Committee on Research Support

Art. VII, Section 5: There shall be a Committee on Research Support consisting of six members duly selected as determined by the By-laws. This committee shall be responsible for recommending such grants as the Association may make in the support of biblical scholarship and for overseeing the award of any and all grants.

Also see By-Laws 4.4.5.

Committee on Resolutions

Art. VII, Section 6: There shall be a Committee on Resolutions consisting of three members appointed by the President. This committee shall be empowered to formulate and to present at the annual general meeting resolutions requested by the Executive Board. Individual members or groups wishing to present resolutions shall be required to confer with the Committee on Resolutions concerning the formulation of their resolutions.
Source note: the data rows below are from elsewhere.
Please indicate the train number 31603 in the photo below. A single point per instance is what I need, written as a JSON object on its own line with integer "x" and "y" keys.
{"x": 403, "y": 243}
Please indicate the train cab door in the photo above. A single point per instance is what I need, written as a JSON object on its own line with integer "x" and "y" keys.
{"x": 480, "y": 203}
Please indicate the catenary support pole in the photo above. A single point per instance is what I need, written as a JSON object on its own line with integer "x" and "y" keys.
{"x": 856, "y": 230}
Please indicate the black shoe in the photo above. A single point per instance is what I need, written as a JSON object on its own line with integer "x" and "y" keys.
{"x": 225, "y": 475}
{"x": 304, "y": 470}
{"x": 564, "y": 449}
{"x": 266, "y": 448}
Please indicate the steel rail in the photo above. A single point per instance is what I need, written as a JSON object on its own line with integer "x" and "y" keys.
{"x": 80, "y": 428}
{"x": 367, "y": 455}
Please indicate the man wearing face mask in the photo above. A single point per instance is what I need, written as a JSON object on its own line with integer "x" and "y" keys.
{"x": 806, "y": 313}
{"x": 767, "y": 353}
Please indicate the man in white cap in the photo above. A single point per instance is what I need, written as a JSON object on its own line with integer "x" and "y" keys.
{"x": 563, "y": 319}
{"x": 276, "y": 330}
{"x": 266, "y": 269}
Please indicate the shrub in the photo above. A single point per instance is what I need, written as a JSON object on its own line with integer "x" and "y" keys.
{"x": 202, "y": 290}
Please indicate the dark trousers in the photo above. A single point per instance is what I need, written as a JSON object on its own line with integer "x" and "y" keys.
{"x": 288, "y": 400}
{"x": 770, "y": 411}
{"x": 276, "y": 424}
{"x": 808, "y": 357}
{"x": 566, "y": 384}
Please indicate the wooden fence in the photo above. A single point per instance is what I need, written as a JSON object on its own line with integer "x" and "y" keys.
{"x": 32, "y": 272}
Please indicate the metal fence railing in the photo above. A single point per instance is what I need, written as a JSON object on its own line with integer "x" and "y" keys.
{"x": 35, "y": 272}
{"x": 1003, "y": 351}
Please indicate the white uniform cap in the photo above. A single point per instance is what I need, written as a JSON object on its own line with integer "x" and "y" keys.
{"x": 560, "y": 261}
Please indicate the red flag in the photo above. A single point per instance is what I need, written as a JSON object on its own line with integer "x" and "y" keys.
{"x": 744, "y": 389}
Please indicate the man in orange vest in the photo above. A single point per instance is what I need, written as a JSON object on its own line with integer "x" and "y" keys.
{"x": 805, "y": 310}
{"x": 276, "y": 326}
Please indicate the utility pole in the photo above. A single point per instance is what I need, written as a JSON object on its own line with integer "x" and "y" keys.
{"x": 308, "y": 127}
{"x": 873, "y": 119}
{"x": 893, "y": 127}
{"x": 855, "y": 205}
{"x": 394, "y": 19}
The text of the resolutions shall be distributed to the Full Members at least twenty-four hours before the business session if the committee deems it advisable.

Also see By-Laws 4.4.6.

Committee on Technology and Outreach

Art. VII, Section 7: There shall be a Committee on Technology and Outreach consisting of six members duly selected as determined by the By-Laws. This committee shall be responsible for maintaining and developing the technological capabilities of the Association.

Also see By-Laws 4.4.7.

Committee on Liaison with the USCCB

Art. VII, Section 8: There shall be a Committee on Liaison with the USCCB consisting of three members duly selected as determined by the By-laws. This committee shall be responsible for maintaining and developing a positive relationship with the USCCB.

Also see By-Laws 4.4.8.

Art. VII, Section 9: Other committees to carry out the work of the Association may be established by the President on an ad hoc basis.